Do you know what is personal space?
Merriam-Webster has the definition of it as: the distance from another person at which one feels comfortable when talking to or being next to that other person.
In literal meaning personal space is more like a “gap” or area between us and others in order to fulfill our personal comfort. Is it always a physical thing? How’s bout our privacy, feeling, or something within us which is intangible? I don’t know if it’s correct or not since I still consider that as a part of the personal space. For me, it is pretty irritating as much as not having a physical gap from others if people interfere my intangible personal space.
Social media makes us being dependent to it, we voluntary share our personal space (our idea, our judgement, even our secret) to the cyber wold with the people we don’t even know personally. Social media has become a sanctuary to release people’s needs of attention and praise. They slowly lose their real personal space as well as the opportunity to dwell and contemplate what’s right/wrong. It seems like there’s no boundary of privacy because it’s ourselves who intend to share it.
After years living as one of the social media users (or junkie sometimes), I’m about to be honest how a personal statement towards someone else which is posted in the social media will ruin you. I used to hate someone that much because one/two faults he did. It wouldn’t be that bad actually if I took sometimes to consider whether or not it is really necessary to be consumed with my own perception and bad judgment toward that person. I was young, and reckless… I twitted and blogged about my sentimental judgement, I didn’t even care about how my words would hurt that person.

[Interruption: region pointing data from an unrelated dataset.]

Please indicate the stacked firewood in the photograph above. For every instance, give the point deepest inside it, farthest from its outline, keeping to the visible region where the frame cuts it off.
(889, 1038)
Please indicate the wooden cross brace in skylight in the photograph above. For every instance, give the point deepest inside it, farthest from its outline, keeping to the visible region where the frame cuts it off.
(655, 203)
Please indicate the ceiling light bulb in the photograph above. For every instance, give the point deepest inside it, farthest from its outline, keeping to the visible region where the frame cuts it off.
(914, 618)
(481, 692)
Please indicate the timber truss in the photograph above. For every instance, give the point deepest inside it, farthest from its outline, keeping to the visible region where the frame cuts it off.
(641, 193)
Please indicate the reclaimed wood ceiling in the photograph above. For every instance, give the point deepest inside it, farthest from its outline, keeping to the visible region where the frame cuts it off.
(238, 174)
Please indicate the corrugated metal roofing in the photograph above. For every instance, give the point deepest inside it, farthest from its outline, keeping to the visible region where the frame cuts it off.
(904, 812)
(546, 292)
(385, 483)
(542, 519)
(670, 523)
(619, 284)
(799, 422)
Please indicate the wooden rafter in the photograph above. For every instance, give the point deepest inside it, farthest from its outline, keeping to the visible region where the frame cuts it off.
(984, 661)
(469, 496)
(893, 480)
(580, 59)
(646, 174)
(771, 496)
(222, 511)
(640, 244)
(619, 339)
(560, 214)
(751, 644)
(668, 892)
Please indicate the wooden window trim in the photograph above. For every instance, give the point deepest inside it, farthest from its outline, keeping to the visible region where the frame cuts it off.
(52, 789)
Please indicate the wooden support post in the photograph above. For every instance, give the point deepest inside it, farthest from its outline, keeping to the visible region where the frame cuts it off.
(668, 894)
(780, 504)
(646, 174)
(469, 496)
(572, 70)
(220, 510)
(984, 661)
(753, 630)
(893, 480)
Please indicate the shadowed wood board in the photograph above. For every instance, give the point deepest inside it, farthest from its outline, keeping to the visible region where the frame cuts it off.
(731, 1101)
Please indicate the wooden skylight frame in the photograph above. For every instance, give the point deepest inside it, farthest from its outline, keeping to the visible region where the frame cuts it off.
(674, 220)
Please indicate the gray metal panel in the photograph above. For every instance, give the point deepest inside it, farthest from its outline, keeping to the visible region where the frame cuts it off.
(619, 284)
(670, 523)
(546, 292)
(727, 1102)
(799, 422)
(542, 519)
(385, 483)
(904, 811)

Turned out some people who followed me in my social media page acknowledged my story from the beginning I started my hateful comments. Some friends were sympathized and other friends said I was just too much and too dramatic. My own perception had ruined my kinship with that person, it was too late when I realized what I uttered in the social media was just a mere exaggeration. It was kinda awkward to apologize to that person as well as changed people perception towards me because of my previous statement.

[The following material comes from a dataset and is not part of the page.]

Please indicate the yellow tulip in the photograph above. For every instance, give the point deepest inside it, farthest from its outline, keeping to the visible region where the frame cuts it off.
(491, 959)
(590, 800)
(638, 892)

I wasn’t aware with the impact of being too naive in using the social media, I failed to be a wise user. I shared my personal space more than I should, I ignored my opportunity to think and consider the consequence I would face for being too reckless and impulsive. Some people might judge me for being a desperate person or an attention seeker, but I had to accept that as the result of what I did for judging and blaming someone and made them like a perpetrator. I should have been very careful in showing my feeling and perception to the public, it definitely ruined my privacy and image.

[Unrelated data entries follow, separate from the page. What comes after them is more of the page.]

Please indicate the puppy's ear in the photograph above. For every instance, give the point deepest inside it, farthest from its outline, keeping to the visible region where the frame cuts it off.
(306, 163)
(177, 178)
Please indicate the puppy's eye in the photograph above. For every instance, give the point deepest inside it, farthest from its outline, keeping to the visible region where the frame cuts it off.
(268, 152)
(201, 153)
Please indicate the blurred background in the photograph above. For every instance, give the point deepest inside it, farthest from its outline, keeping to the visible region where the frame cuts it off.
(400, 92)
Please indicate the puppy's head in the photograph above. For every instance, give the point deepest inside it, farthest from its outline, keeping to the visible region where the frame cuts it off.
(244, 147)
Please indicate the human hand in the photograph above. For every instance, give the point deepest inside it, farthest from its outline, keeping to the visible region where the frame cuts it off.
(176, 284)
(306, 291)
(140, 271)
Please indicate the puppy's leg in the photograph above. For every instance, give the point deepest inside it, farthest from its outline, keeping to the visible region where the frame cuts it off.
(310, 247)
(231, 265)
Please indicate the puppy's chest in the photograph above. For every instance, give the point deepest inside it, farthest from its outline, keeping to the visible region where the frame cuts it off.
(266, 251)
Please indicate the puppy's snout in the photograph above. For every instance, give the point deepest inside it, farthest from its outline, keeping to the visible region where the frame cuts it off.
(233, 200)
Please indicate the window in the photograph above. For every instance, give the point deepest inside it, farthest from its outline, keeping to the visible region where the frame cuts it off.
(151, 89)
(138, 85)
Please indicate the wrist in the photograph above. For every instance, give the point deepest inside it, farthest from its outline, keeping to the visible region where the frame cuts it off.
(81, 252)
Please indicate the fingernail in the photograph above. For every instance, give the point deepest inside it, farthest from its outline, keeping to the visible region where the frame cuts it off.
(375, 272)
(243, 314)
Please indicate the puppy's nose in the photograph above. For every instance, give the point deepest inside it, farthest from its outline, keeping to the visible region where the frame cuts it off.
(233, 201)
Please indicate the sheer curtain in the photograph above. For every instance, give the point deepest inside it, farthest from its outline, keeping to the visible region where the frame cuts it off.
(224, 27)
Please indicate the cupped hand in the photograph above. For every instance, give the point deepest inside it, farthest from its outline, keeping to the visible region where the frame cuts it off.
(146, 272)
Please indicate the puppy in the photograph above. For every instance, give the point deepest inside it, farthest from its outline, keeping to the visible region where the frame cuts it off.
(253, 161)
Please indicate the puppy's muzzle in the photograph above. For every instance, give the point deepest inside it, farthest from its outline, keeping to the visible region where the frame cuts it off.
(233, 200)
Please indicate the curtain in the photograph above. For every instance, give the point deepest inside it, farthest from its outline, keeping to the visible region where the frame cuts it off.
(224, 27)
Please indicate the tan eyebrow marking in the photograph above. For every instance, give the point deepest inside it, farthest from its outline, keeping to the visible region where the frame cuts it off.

As an adult, now I learned my mistake and I became wiser in facing the utilization of social media. I actively use instagram with two accounts: art account (@mcabych) and personal account (with no desperate captions but a boring caption to avoid people make a wrong interpretation). I’m open to show some of my works and things I like in instagram, also my common thought towards issue, not a personal judgement towards one individual in my blog. I don’t feel like showing anything sentimental to the public as much as I did before. I know how risky it was, and that was enough.